Sources: Union officials break news to players

Expos players were told this week that a decision on their 2005 home is near, that it won't be Montreal and that there is a strong likelihood they will be living in the Washington, D.C., area.

Sources familiar with the Expos' relocation process told ESPN.com on Thursday that union leaders Donald Fehr and Gene Orza met Wednesday with Montreal player representative Brian Schneider and assistant rep Brad Wilkerson.

The player reps were informed by the union that there is now an overwhelming probability that they will wind up in either Washington or Northern Virginia -- although there is still a small chance that baseball could opt to move the franchise to Las Vegas.

The players now believe Washington is the favorite, with Northern Virginia looming as a compromise choice if Orioles owner Peter Angelos attempts to block Washington's bid. Either way, the players were told that the union is very confident this is, finally, their last season in Montreal.

They also came away with the impression that San Juan, Puerto Rico, where the Expos have been playing a portion of their home schedule, and Monterrey, Mexico, also are no longer being seriously considered.

Relocation candidates such as Portland, Ore., and Norfolk, Va., were pictured as being extremely unlikely.

Players were not given a specific deadline for an announcement to be made, but it is expected to be sometime in August. Owners have a meeting scheduled in Philadelphia Aug. 18-19, which appears to be a new, though informal, target date for a decision.

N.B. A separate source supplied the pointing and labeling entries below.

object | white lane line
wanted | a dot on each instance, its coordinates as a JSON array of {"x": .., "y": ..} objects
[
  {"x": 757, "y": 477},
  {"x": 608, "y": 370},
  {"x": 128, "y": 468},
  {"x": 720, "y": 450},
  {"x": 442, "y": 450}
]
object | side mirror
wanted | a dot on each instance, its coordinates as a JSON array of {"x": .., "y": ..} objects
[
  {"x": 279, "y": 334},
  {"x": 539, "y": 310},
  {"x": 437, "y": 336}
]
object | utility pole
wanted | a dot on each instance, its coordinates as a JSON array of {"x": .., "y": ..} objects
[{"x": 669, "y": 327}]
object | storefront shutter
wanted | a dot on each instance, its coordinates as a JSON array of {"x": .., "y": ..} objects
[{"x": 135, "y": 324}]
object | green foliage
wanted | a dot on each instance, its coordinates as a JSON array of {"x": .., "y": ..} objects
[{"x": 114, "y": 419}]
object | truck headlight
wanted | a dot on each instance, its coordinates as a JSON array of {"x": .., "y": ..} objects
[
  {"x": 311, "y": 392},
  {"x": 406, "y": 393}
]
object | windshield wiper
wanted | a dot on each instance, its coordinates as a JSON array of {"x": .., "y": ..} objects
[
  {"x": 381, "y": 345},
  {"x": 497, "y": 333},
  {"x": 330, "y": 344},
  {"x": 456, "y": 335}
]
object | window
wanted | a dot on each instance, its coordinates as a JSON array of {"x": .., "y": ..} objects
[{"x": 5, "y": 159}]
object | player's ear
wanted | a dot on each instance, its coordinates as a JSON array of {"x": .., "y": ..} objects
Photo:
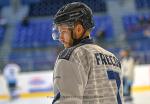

Commissioner Bud Selig said last week that a decision would be announced "sometime this summer."

But for scheduling reasons, and to provide as much time as possible to refurbish RFK Stadium as a temporary home for either a Washington or Northern Virginia team, several sources have been predicting an announcement by mid-August.

Orza declined comment, other than to confirm he met with the Expos' player reps. Pat Courtney, a spokesman for Major League Baseball, said only that baseball is still in the midst of evaluating candidates, and that "no conclusions have been reached."

Senior writer Jayson Stark covers Major League Baseball for ESPN.com.